Jakarta - Kita sadar, industri penyiaran merupakan bagian yang tak terpisahkan dari ekonomi kreatif. Pemerintah Indonesia pun menyadari fokus pada penciptaan barang dan jasa dengan mengandalkan keahlian, bakat, dan kreatifitas sebagai kekayaan intelektual adalah harapan bagi ekonomi negeri ini untuk bangkit bersaing dan meraih keunggulan dalam ekonomi global.
Komisioner Komisi Penyiaran Indonesia (KPI) Pusat, Yuliandre Darwis berpandangan bahwa industri perfilman dinilai memiliki peran strategis sebagai sarana promosi mendongkrak sektor industri kreatif dan pariwisata Indonesia. Meski begitu, efek pengganda dari film itu belum banyak dimanfaatkan oleh sineas maupun pelaku bisnis perfilman di Indonesia.
“Indonesia semestinya dapat mencontoh Korea Selatan.
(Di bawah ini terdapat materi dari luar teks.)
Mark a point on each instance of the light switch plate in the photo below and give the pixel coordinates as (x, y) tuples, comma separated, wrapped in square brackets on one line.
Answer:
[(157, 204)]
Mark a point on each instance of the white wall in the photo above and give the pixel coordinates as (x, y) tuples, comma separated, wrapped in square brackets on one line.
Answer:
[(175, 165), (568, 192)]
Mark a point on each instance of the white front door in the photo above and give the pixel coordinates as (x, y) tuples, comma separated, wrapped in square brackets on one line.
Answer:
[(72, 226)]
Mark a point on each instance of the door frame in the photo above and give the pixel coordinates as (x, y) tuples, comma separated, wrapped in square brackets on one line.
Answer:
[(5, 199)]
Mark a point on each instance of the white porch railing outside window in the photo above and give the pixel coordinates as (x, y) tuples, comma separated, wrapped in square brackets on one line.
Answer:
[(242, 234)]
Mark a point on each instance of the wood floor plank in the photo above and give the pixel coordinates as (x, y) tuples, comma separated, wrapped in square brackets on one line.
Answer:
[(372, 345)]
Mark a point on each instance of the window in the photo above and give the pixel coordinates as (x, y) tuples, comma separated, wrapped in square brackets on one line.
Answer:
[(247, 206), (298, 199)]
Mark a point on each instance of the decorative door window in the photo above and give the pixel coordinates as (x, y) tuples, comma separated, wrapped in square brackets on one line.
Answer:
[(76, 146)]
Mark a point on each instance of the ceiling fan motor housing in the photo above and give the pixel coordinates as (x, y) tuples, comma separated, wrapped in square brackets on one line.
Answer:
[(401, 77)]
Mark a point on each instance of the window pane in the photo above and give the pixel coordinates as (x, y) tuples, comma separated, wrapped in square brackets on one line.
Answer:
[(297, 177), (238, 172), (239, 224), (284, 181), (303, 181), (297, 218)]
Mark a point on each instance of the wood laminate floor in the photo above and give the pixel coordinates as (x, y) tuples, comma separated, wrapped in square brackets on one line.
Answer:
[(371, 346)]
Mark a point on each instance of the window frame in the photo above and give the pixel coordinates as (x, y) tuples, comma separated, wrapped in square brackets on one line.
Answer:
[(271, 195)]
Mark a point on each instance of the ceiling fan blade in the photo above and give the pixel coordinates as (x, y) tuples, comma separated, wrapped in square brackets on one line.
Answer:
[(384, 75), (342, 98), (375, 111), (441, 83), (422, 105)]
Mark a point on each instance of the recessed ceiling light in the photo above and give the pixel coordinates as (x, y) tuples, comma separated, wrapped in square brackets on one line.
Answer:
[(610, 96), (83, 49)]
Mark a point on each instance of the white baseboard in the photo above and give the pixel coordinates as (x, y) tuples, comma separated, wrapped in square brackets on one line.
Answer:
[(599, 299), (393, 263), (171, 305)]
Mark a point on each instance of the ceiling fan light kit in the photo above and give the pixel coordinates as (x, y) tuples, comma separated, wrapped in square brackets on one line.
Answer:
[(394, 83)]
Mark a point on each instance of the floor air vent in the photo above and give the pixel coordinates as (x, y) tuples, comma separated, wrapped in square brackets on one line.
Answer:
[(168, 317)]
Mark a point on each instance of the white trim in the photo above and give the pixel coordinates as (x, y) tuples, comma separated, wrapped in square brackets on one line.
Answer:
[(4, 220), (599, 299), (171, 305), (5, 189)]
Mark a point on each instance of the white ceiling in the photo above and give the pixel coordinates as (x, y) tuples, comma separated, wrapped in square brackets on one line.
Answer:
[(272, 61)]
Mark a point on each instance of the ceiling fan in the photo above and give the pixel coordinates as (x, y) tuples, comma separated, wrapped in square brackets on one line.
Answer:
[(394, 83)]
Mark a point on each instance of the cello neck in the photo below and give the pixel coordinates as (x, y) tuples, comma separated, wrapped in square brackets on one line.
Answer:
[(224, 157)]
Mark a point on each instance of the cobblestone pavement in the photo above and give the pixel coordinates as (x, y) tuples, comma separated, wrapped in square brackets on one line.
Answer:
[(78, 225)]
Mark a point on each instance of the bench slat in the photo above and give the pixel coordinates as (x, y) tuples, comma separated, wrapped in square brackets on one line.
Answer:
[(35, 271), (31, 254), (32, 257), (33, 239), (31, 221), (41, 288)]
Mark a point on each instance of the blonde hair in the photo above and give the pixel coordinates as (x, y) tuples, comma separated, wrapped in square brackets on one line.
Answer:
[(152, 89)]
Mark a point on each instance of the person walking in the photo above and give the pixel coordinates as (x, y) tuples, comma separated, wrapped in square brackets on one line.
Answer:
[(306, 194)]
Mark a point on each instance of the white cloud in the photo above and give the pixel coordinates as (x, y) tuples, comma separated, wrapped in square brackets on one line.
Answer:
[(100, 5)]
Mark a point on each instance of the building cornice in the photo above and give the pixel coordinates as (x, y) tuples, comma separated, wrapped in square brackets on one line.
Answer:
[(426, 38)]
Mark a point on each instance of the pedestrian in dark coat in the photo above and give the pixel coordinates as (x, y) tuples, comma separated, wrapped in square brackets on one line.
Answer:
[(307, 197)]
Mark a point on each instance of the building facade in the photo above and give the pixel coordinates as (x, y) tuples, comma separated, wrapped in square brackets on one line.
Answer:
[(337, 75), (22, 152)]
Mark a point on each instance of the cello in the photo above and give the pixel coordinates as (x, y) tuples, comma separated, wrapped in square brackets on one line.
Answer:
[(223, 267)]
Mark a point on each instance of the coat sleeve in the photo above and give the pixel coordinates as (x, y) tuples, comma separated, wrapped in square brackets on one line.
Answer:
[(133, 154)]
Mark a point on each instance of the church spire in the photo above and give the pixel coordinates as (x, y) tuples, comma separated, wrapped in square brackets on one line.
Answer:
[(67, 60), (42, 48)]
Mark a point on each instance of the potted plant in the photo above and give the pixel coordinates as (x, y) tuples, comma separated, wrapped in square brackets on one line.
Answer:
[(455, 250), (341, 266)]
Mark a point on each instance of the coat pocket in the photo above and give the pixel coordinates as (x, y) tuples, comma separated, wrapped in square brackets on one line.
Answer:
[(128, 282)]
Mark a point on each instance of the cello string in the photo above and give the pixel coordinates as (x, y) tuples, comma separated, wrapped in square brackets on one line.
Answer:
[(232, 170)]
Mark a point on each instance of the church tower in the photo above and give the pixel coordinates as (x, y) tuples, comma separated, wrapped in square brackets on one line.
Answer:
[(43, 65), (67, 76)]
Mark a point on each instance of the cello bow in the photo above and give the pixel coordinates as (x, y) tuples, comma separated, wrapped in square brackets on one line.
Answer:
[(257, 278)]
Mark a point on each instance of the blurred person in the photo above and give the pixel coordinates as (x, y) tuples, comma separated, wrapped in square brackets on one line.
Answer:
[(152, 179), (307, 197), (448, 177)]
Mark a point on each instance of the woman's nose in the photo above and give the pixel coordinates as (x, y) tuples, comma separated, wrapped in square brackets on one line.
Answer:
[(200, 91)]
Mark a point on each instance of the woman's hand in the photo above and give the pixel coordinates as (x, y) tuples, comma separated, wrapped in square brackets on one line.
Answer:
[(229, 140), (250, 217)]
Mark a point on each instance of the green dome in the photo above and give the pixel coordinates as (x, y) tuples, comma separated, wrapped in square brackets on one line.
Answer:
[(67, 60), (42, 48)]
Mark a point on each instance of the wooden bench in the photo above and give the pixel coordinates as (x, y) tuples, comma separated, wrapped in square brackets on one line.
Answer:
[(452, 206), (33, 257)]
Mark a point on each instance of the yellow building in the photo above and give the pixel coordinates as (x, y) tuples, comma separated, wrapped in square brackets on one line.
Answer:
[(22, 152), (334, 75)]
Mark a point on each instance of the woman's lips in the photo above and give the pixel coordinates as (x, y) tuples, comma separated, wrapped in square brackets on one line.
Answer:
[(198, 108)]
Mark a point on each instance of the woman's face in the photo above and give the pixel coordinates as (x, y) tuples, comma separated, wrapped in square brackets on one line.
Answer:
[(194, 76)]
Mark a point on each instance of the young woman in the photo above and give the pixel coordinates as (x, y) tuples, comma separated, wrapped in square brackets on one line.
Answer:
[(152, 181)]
Kemajuan industri kreatif dan pariwisata di sana tidak lepas dari promosi yang disisipkan melalui film,” ujar Yuliandre saat menyambangi kantor Kementerian Pariwisata dan Ekonomi Kreatif di Jakarta (8/11/2019).
Namun, lanjut pria yang akrab disapa Andre ini, pertumbuhan dan potensi tersebut semestinya disertai dengan tayangan televisi yang berkualitas. Mayoritas program televisi mengejar rating tinggi, sehingga tak lagi memperhatikan kualitas program yang ditayangkan. Industri ini kekurangan rumah produksi dan SDM yang bisa merancang program-program berkualitas.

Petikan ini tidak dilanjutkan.